I first heard of Charles Burnett’s Killer of Sheep when it was admiringly referenced in Los Angeles Plays Itself, Thom Anderson’s witty and knowing appreciation of LA in the movies, during the 2004 Film Festival.
I’ll confess that it didn’t seem all that promising — a black and white, neo-realist, micro-budget drama set among the black community of Watts, LA. But the screening on Monday night, as part of the Wellington Film Society Charles Burnett retrospective, confirmed that Killer of Sheep is a stone-cold masterpiece.
Essentially about one man (Henry Gayle Sanders) trying to keep his family going in a community of fecklessness and poverty, Killer of Sheep keeps coming back to the Watts children, roaming the empty streets, fighting each other, throwing stones, amusing themselves while the adults either work until they drop or drift off in to disinterest via alcohol or drugs.

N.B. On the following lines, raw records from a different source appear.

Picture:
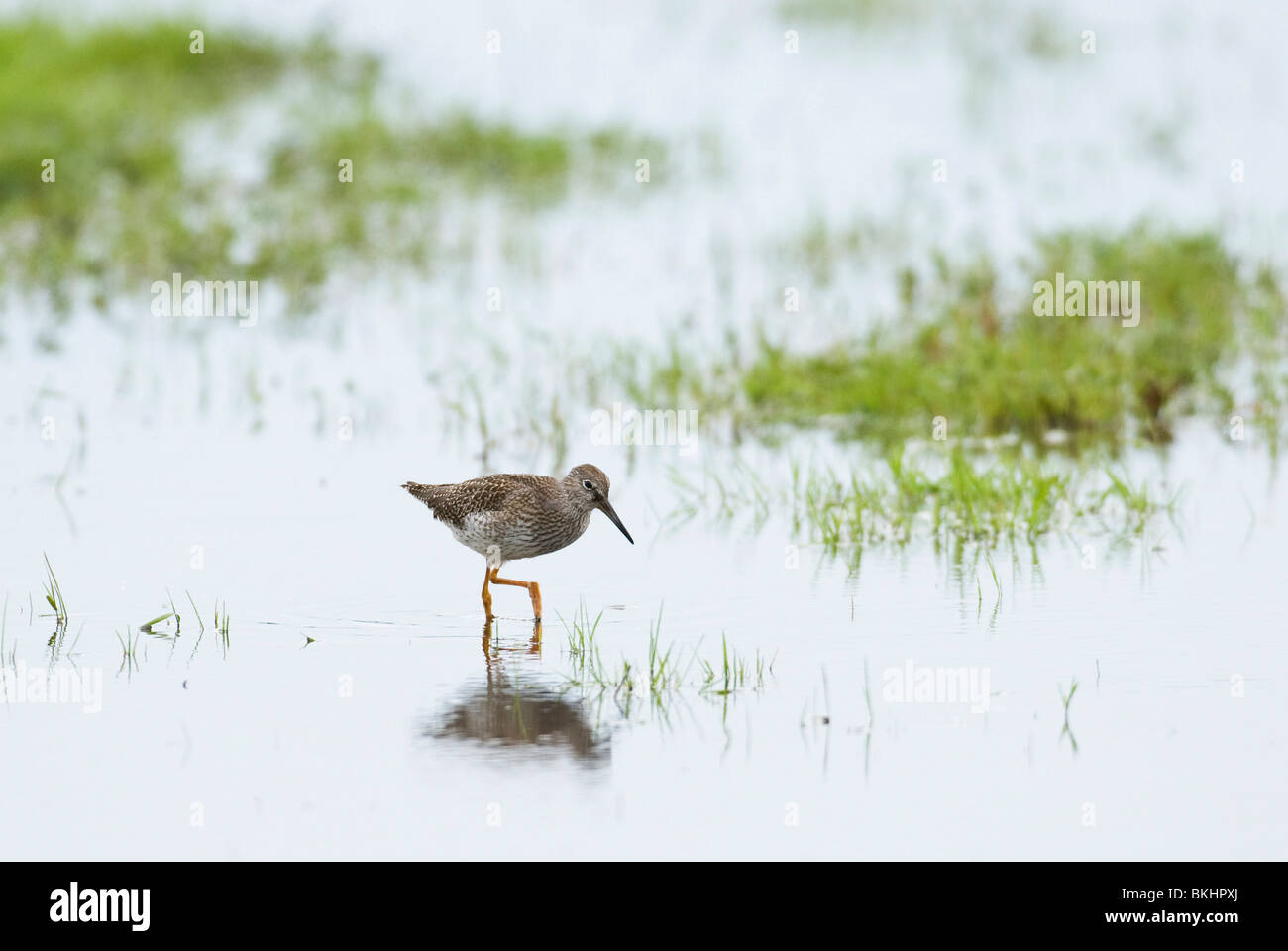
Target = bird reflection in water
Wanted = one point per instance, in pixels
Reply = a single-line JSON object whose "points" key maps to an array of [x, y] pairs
{"points": [[518, 711]]}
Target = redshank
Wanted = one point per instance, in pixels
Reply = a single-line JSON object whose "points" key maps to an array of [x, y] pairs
{"points": [[507, 517]]}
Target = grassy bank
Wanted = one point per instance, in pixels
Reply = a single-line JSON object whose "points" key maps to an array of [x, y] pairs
{"points": [[962, 361], [129, 157]]}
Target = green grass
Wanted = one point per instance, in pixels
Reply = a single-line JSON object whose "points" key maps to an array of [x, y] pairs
{"points": [[112, 106], [944, 493], [55, 599], [661, 676], [986, 365]]}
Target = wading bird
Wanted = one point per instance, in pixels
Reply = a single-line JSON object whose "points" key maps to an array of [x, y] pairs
{"points": [[509, 517]]}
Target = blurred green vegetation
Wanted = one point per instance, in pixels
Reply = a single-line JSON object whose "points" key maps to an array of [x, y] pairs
{"points": [[123, 111], [992, 368]]}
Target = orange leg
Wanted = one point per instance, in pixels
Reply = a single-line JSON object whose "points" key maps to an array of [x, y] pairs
{"points": [[487, 594], [533, 590]]}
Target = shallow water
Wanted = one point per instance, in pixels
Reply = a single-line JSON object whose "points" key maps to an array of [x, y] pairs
{"points": [[402, 729]]}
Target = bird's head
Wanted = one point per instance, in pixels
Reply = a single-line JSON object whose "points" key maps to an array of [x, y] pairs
{"points": [[588, 487]]}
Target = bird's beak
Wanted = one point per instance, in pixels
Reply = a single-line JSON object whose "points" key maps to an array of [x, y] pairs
{"points": [[608, 510]]}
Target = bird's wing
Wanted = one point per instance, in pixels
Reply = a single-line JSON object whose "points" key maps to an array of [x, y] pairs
{"points": [[487, 493]]}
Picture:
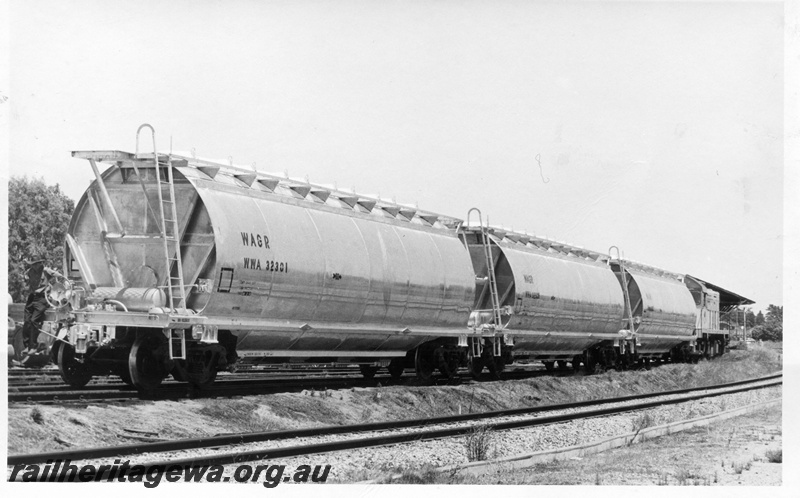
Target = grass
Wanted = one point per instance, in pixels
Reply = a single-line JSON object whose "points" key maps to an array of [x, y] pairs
{"points": [[37, 415], [642, 421]]}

I kept thinking that this could be Cannons Creek today.
Killer of Sheep was a student graduation project for Burnett, never intended for distribution. The soundtrack alone, full of R&B, jazz and blues classics would prove prohibitively expensive to any company wanting to screen the film commercially. But it is the soundtrack, and the placement of the songs, that is the film’s crowning glory and I’m glad that no one was tempted to re-score the film cheaply (as is done with DVD releases of tv shows from the era).